Microsoft 365 Copilot
This is a built-in AI assistant for the key productivity apps that were once part of Microsoft Office: Word, Excel, PowerPoint etc. The AI assistant can perform all manner of tasks, from composing emails in Outlook, to helping you design a PowerPoint presentation, to writing summaries of long reports in Word. Alas, it’s currently only available to large corporations and it’s not cheap: $30 per seat, on top of your regular Microsoft 365 subscription fees. Expect it to move down the food chain eventually, hopefully at a more reasonable cost.
If Visual Studio Code is your IDE of choice, GitHub Copilot could help you whizz through coding jobs. Instead of handwriting code, you can simply ask the AI to write the necessary section, explaining what you want done in plain English. Alternatively, you can have it look over your shoulder at the code you’ve written and see if it can find ways to make the code leaner or highlight flaws.
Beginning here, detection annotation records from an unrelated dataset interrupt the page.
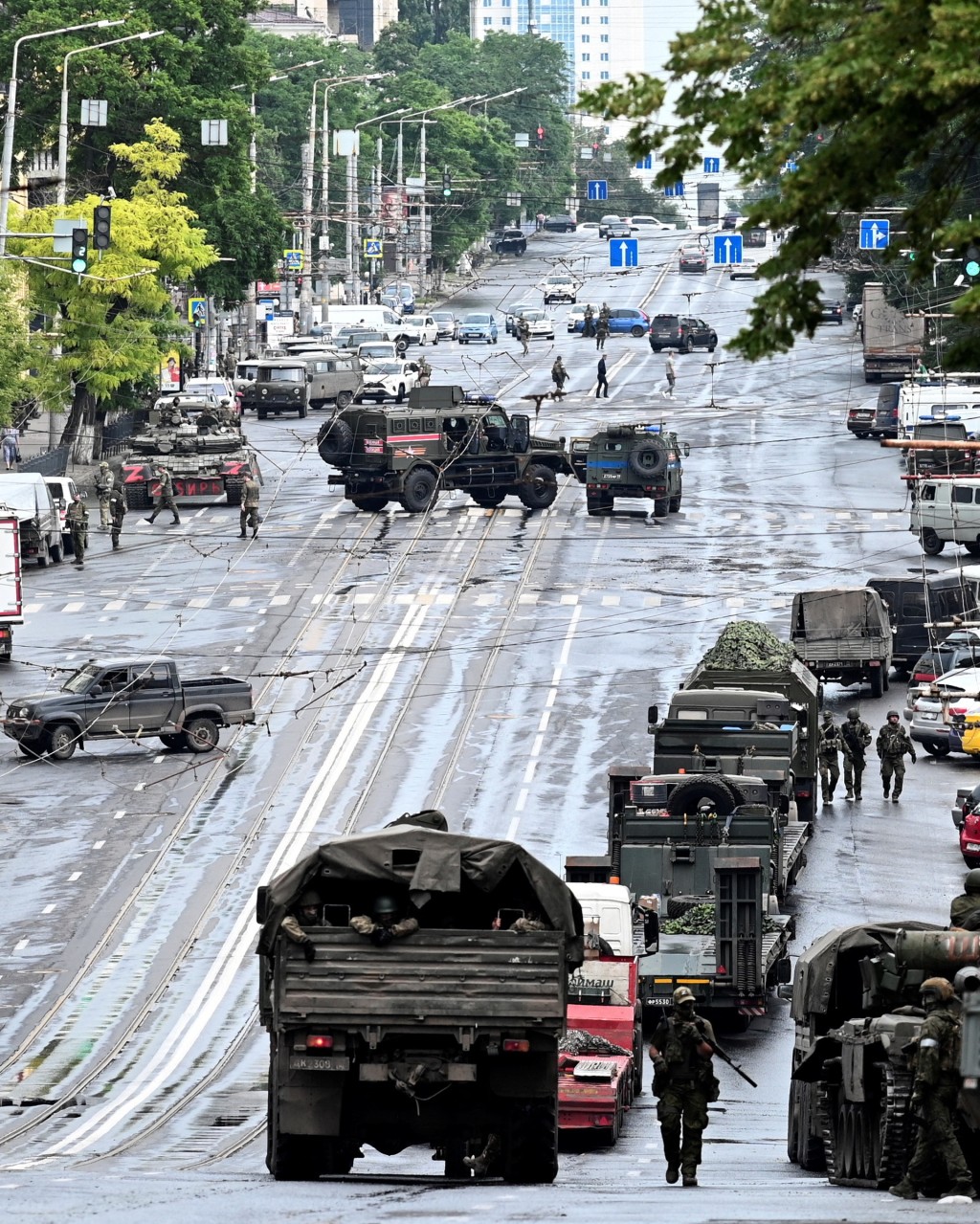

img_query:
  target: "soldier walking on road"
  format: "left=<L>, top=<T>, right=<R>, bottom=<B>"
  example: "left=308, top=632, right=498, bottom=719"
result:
left=840, top=706, right=871, bottom=799
left=109, top=484, right=130, bottom=548
left=96, top=459, right=115, bottom=531
left=65, top=493, right=88, bottom=569
left=875, top=710, right=915, bottom=803
left=650, top=987, right=718, bottom=1186
left=817, top=710, right=842, bottom=804
left=888, top=978, right=976, bottom=1198
left=238, top=477, right=259, bottom=540
left=146, top=464, right=180, bottom=525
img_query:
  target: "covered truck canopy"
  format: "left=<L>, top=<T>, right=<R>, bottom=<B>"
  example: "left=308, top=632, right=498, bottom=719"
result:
left=258, top=824, right=584, bottom=968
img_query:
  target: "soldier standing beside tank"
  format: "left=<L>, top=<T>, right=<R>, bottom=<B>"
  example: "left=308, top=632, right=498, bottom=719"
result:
left=875, top=710, right=915, bottom=803
left=238, top=477, right=259, bottom=540
left=96, top=459, right=115, bottom=531
left=888, top=978, right=976, bottom=1198
left=146, top=464, right=180, bottom=525
left=840, top=706, right=871, bottom=800
left=817, top=710, right=842, bottom=804
left=650, top=987, right=718, bottom=1186
left=109, top=484, right=130, bottom=548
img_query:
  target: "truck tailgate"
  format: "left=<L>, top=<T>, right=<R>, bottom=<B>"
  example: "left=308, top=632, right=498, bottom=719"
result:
left=276, top=927, right=568, bottom=1031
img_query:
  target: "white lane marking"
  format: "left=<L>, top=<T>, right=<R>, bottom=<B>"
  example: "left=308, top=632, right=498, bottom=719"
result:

It’s a great tool for eradicating some of the tedium of the coding trade.
GPT-4 based apps
It’s not only Microsoft building apps based on GPT-4. Follow the brilliant Ben’s Bites newsletter, for example, and you’ll read about a dozen different AI app launches every day, most of which are based on GPT-4.
These apps will either invite you to enter your GPT-4 API key, for which you’ll be charged for your usage by OpenAI, or you’ll pay a fee for the app and it will settle the bill with OpenAI.
An example of the former is the AI Engine plugin for WordPress-based websites. This allows you to enter your API key and take advantage of AI tools that write content directly into your website’s CMS. Or even create your own website chatbot to answer customer queries. With the Pro version of the app, you can train that chatbot on your own company data, so it can answer questions about your products, for example.
Then there is a swathe of apps such as PDF AI. With services such as these, you can upload your company documents in PDF format and then use the AI chatbot to query information. Say you have an employee handbook that sets out policies on matters such as maternity leave, holiday entitlements and disciplinary procedures. Rather than wade through lengthy documents, staff could ask the AI questions such as “how many days of holiday am I entitled to?” And the AI will produce the answers. It could similarly be used to let customers ask questions about specific products.
Your finance team might appreciate an app such as Tokean InvoicesGPT. This monitors your inbox for incoming invoices, extracts the key information and provides high-level insights on how much money your company is spending. And on what.
At a more advanced technical level, apps such as Rubberduck provide ChatGPT-like help for people writing their own code in Visual Studio Code. This can be used to write passages of code that perform certain tasks, to explain what a piece of code does, to squish bugs and more.